More housing for remote communities
More than 150 remote indigenous houses have been built in Queensland over the past 12 months under the National Partnership Agreement on Remote Indigenous Housing (NPARIH).
Touring new houses in Aurukun and Napranum today, Housing Minister Tim Mander said the new homes would boost the standard of housing in remote communities and help reduce overcrowding.
“The lack of suitable accommodation in remote communities means too many people are forced to endure substandard or overcrowded conditions,” Mr Mander said.
“Having access to safe and affordable housing is crucial to all aspects of life.

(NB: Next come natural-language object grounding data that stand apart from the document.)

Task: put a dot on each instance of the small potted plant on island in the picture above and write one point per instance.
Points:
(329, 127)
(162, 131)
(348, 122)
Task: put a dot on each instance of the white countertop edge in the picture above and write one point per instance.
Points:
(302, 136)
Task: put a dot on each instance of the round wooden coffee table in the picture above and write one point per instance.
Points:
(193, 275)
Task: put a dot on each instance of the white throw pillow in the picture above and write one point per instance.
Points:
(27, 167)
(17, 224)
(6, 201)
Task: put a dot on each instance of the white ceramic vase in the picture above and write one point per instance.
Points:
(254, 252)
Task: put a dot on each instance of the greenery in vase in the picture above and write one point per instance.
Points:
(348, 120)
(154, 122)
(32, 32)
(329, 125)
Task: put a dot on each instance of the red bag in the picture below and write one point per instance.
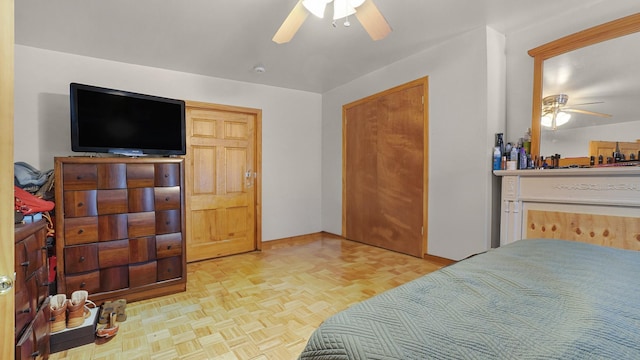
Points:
(27, 203)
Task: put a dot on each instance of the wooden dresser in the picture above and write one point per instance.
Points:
(594, 205)
(119, 227)
(32, 291)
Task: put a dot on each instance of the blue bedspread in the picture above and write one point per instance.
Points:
(532, 299)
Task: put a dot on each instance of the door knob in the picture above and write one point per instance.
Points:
(6, 283)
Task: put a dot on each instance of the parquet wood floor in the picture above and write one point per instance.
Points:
(259, 305)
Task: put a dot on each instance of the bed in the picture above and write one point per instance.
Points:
(530, 299)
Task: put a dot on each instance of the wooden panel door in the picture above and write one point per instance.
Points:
(7, 314)
(385, 152)
(221, 175)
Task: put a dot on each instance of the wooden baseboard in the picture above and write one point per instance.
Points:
(438, 260)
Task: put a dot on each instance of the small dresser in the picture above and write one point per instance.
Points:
(32, 291)
(119, 227)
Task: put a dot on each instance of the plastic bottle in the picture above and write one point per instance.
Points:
(523, 159)
(497, 158)
(514, 155)
(527, 141)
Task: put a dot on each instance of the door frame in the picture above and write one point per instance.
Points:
(424, 81)
(7, 236)
(257, 113)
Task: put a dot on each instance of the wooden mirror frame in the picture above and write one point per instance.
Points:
(607, 31)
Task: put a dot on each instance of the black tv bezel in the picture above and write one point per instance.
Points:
(134, 151)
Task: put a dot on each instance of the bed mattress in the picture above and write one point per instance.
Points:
(531, 299)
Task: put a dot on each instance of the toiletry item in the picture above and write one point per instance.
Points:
(500, 142)
(527, 141)
(616, 154)
(523, 159)
(514, 155)
(497, 158)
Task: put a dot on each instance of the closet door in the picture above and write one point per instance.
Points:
(385, 142)
(222, 180)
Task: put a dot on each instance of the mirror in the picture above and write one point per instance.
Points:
(591, 76)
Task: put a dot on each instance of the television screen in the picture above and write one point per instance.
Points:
(122, 122)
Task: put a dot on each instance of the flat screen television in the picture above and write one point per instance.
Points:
(122, 122)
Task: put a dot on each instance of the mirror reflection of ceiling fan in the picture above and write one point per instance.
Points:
(365, 10)
(555, 112)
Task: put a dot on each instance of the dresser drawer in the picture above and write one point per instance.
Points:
(80, 203)
(168, 245)
(112, 176)
(167, 198)
(168, 221)
(143, 274)
(81, 230)
(89, 281)
(167, 175)
(169, 268)
(80, 176)
(114, 278)
(113, 253)
(80, 258)
(140, 175)
(141, 200)
(142, 249)
(141, 224)
(112, 201)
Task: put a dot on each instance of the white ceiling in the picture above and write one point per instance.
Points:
(226, 39)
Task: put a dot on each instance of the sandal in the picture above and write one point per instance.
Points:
(58, 307)
(77, 308)
(108, 307)
(110, 329)
(120, 307)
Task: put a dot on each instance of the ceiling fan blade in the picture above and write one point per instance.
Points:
(590, 103)
(291, 24)
(372, 20)
(587, 112)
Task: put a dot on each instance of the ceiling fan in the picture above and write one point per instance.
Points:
(365, 10)
(555, 113)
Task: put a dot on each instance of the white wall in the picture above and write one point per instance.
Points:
(291, 124)
(460, 137)
(520, 64)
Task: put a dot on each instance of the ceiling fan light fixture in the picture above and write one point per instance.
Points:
(316, 7)
(342, 8)
(561, 119)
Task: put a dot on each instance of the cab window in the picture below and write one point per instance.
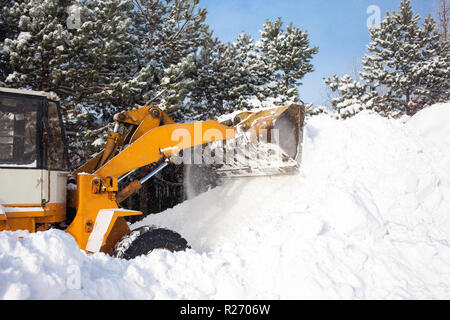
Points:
(56, 159)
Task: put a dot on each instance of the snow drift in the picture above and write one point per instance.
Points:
(367, 218)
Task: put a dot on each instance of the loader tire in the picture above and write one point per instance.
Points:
(144, 240)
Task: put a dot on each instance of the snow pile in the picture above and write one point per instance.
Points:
(367, 218)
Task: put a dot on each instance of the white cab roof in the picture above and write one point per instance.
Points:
(49, 95)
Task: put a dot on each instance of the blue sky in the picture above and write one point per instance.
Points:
(337, 27)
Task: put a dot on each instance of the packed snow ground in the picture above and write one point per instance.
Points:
(368, 217)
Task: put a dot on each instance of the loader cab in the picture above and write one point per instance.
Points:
(33, 153)
(31, 131)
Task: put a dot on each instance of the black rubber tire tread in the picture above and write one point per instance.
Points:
(144, 240)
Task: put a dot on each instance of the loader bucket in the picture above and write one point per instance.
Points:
(267, 142)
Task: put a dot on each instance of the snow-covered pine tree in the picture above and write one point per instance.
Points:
(250, 75)
(7, 31)
(90, 67)
(352, 96)
(407, 68)
(35, 51)
(168, 31)
(288, 55)
(100, 62)
(198, 87)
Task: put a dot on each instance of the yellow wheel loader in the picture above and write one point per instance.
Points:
(38, 191)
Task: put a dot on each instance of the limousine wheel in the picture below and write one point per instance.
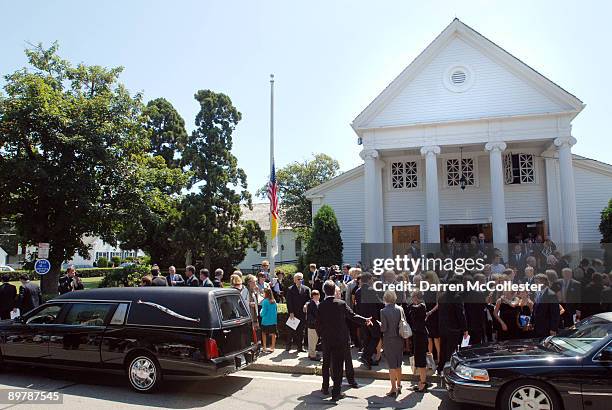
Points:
(144, 373)
(529, 394)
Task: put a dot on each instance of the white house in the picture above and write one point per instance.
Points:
(289, 247)
(467, 113)
(99, 249)
(3, 257)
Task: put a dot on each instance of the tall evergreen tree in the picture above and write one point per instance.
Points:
(211, 228)
(325, 243)
(167, 131)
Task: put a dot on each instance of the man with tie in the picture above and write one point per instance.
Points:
(517, 259)
(174, 279)
(297, 296)
(348, 298)
(545, 317)
(191, 278)
(570, 298)
(331, 326)
(8, 294)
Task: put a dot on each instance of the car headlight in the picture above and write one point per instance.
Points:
(469, 373)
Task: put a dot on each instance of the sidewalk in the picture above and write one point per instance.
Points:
(293, 362)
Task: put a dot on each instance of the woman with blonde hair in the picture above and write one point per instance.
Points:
(269, 313)
(393, 343)
(416, 319)
(236, 283)
(430, 298)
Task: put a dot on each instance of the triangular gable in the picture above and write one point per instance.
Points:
(503, 86)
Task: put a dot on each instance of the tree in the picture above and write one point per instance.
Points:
(325, 244)
(605, 227)
(67, 137)
(210, 226)
(167, 131)
(155, 187)
(294, 180)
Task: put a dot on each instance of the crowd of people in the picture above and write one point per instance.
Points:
(333, 310)
(339, 310)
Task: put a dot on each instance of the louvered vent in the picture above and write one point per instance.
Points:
(458, 77)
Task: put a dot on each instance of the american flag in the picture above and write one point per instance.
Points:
(273, 197)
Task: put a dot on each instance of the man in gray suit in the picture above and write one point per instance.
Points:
(348, 298)
(30, 296)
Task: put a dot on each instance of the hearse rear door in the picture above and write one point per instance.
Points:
(236, 333)
(76, 340)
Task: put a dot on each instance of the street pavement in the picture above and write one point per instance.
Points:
(241, 391)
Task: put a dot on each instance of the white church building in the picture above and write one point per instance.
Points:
(467, 139)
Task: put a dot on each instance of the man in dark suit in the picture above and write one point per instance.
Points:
(30, 296)
(158, 279)
(571, 291)
(191, 279)
(297, 296)
(545, 318)
(8, 293)
(369, 305)
(518, 259)
(475, 305)
(331, 326)
(452, 323)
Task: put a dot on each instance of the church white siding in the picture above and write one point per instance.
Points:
(495, 92)
(593, 191)
(524, 203)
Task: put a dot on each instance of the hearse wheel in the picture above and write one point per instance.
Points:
(144, 373)
(529, 394)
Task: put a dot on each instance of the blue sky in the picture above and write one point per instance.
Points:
(330, 58)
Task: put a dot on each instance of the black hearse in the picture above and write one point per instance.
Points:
(145, 333)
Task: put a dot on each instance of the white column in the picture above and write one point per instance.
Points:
(431, 189)
(498, 204)
(568, 190)
(554, 223)
(373, 197)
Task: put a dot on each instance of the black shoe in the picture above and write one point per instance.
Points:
(338, 397)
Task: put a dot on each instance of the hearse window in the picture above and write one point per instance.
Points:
(231, 307)
(45, 316)
(119, 315)
(88, 314)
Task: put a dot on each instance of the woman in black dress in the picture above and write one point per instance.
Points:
(431, 320)
(506, 313)
(416, 319)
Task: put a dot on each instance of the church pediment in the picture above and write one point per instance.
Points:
(463, 76)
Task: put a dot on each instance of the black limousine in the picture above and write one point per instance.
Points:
(572, 370)
(145, 333)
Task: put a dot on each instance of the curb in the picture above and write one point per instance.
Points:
(359, 373)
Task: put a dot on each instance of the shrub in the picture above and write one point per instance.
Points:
(102, 262)
(605, 227)
(129, 276)
(82, 272)
(325, 243)
(286, 269)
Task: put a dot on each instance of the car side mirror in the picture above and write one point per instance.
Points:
(605, 355)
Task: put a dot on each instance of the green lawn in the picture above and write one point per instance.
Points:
(89, 283)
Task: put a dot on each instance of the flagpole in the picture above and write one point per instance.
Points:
(272, 264)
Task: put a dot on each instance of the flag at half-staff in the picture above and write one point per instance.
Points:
(273, 185)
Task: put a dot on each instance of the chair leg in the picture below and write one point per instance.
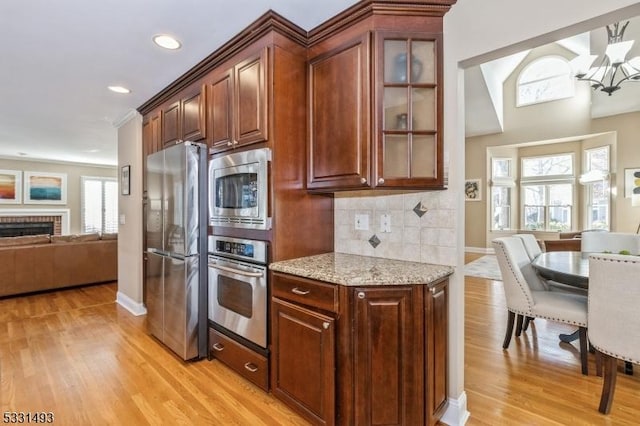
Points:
(507, 336)
(609, 384)
(519, 321)
(583, 350)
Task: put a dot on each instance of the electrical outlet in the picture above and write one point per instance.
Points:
(385, 223)
(362, 222)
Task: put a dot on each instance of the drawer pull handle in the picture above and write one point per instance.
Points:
(251, 367)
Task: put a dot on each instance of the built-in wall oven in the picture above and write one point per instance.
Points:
(238, 288)
(238, 189)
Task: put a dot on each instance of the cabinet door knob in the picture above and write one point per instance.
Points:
(251, 367)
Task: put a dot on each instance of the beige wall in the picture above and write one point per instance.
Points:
(567, 118)
(73, 171)
(130, 211)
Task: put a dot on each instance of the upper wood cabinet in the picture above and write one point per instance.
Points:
(185, 118)
(238, 103)
(151, 133)
(408, 93)
(375, 112)
(339, 120)
(359, 355)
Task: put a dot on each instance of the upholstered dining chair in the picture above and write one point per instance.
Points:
(530, 245)
(527, 294)
(614, 323)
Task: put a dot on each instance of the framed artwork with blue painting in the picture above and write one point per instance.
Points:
(45, 188)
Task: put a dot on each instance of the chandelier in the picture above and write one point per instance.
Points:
(614, 69)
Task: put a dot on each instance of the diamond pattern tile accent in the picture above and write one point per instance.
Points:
(420, 209)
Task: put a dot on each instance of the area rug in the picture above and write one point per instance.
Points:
(484, 267)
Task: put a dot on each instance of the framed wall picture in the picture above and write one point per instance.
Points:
(631, 182)
(10, 186)
(125, 180)
(45, 188)
(473, 190)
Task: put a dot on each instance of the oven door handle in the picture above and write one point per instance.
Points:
(237, 271)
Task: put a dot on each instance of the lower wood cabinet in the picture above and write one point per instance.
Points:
(379, 357)
(249, 364)
(303, 372)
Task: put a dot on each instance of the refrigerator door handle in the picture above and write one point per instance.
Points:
(157, 251)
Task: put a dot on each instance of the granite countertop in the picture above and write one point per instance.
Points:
(354, 270)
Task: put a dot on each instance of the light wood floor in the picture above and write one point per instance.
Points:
(79, 355)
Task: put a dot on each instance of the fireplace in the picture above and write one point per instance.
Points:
(17, 229)
(33, 221)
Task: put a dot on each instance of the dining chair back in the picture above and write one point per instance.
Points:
(614, 323)
(530, 244)
(613, 242)
(527, 295)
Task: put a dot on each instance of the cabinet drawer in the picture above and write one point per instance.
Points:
(248, 364)
(307, 292)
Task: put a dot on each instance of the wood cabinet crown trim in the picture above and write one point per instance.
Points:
(272, 21)
(268, 22)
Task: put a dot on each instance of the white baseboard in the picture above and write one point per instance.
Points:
(456, 413)
(483, 250)
(130, 305)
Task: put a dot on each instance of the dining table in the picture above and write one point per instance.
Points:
(570, 268)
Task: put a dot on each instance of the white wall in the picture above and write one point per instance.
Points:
(477, 31)
(130, 215)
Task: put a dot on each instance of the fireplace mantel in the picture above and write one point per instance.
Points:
(63, 213)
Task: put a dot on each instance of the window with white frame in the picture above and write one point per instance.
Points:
(597, 188)
(546, 79)
(547, 192)
(99, 204)
(501, 187)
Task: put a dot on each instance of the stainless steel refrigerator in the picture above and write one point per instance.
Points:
(176, 248)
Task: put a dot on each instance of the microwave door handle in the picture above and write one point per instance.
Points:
(236, 271)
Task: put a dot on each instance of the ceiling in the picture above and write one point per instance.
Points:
(58, 57)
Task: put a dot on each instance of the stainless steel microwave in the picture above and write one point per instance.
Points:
(238, 190)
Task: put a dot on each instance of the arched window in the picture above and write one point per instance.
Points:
(546, 79)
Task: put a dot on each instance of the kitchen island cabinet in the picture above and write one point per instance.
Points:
(383, 323)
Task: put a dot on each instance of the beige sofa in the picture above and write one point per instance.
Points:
(42, 262)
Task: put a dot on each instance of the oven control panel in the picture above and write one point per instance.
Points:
(251, 250)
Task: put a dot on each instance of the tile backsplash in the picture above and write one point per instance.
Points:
(430, 238)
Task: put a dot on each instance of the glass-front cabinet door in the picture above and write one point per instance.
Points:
(409, 92)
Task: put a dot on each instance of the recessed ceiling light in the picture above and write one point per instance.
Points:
(119, 89)
(166, 41)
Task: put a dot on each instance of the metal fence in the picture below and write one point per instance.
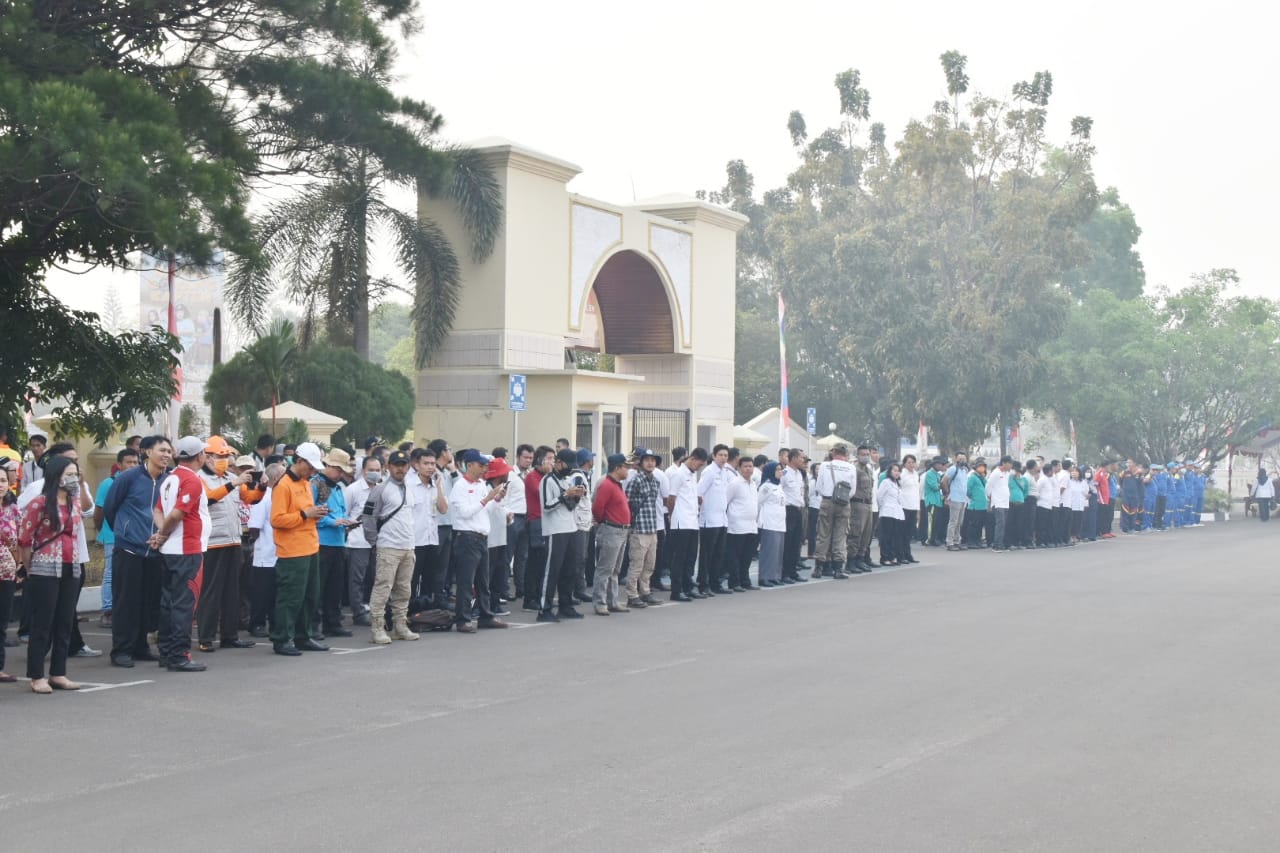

Kids can’t grow up healthy and get a good education without a safe and stable home environment.
“New homes like the ones we’ve built over the past 12 months are a critical part of closing the gap between indigenous and non-indigenous Australians.”
Minister Mander said the delivery of 152 properties last financial year was a significant increase on prior years and marked the beginning of a surge which would continue for the next three years.
“Next year we plan to deliver an additional 175 homes, with 186 the year after and 180 the year after that,” he said.
Queensland Minister for Aboriginal and Torres Strait Islander and Multicultural Affairs Glen Elmes said the social housing program was an important part of the Newman Government’s efforts to improve the stability and sustainability of discrete Indigenous communities.
“We are working with communities to develop economic opportunities and increase employment options, which wouldn’t be possible without suitable housing for people,” Mr Elmes said.
“Housing is a basic need which must be satisfied before other parts of a person’s well-being can be developed.
“My department, through the Remote Program Office in Cairns, plays a significant role in the provision of the housing through the work it does with land surveying, appropriate house design and overseeing the provision of essential services like roads, electricity and water.”
The Federal Minister for Indigenous Affairs, Jenny Macklin, said the Australian Government was making unprecedented investments in remote Indigenous housing.
“Since our National Partnership began in 2009, we have invested more than $382 million in Queensland to support the construction and refurbishment of houses, employment related accommodation and ongoing property and tenancy management,” Ms Macklin said.
“In Queensland more than 320 new houses have now been built and over 1200 houses have been refurbished.
“Our investment means more families in Indigenous communities across Queensland are living in decent housing,” Ms Macklin said.
NPARIH is a 10 year partnership between the Queensland and Commonwealth Governments worth more than $1.1 billion which will deliver 1,141 new properties and 1,216 upgrades over the life of the program.